そして、よりひどいのがNBC(核・生物・化学)兵器攻撃時の対応である。新宿区は、措置に当たる要員に防護服を着用させるとともに、汚染の原因物質の特定や管理に努め、他機関の活動に協力させるとしている。これを現実的な行動案だと受け取る人はいないのではないか。防護服を着た職員を現場に派遣することで何かが解決するとも思えないし、やるべきことはほかにいくらでもあるだろう。そもそも新宿区がNBC兵器に対応した防護服を調達したとは仄聞もしていない。
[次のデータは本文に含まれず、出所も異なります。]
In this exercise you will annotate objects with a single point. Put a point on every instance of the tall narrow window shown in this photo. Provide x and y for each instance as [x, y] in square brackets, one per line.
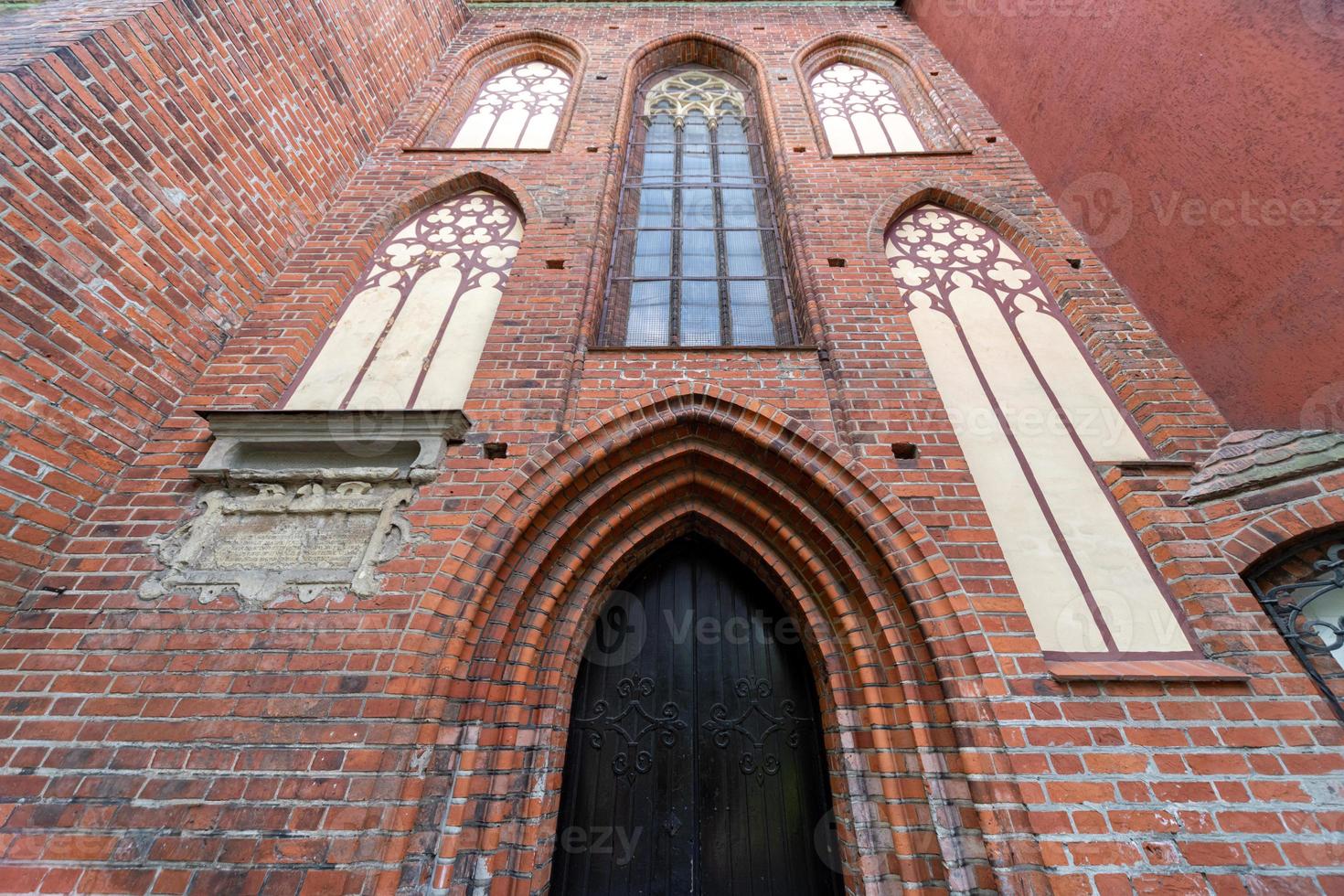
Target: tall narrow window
[413, 329]
[517, 109]
[862, 113]
[697, 254]
[1034, 417]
防衛省を抱え、日本でも有数のテロの脅威にさらされている新宿区でさえ、このありさまだが、厚木基地(綾瀬市)に隣接する厚木市はどうか。ホームページでは、弾道ミサイル警報時に、木造住宅にいる際は、堅牢な建物や地下街等に避難せよと述べている。しかし弾道ミサイルは、警報から3~4分後に弾着する。市の言い分を真に受けた人々が、木造の自宅から避難しようと殺到し、パニックを引き起こすだけだろう。そもそも、防災無線の聞き取りだけでも5分はかかりそうだ。

しかも着弾後は、換気扇を止め、窓を閉め、目張りをしろという。それで生物・化学兵器やミサイル燃料の汚染を防げるのだろうか。

大分県などでは子供の不安解消のためにイスラエルの例を引いて弾道ミサイル攻撃時の玩具持参を勧めているが、ロケット弾が日常的・断続的に降り注ぐイスラエルとわが国の脅威の違いを理解していないとしか言いようがない。

こうした背景には防災計画や特に国民保護計画がやっつけで作られたことがある。今や北朝鮮の脅威が深刻化し、天災も頻発する以上、今こそ、各自治体は諸機関・部局横断の図上演習に積極的に励む「脳トレ」を外部委託も活用する形で実施し、その教訓を踏まえて国民保護計画や防災計画の実質化・改訂を図るべきだ。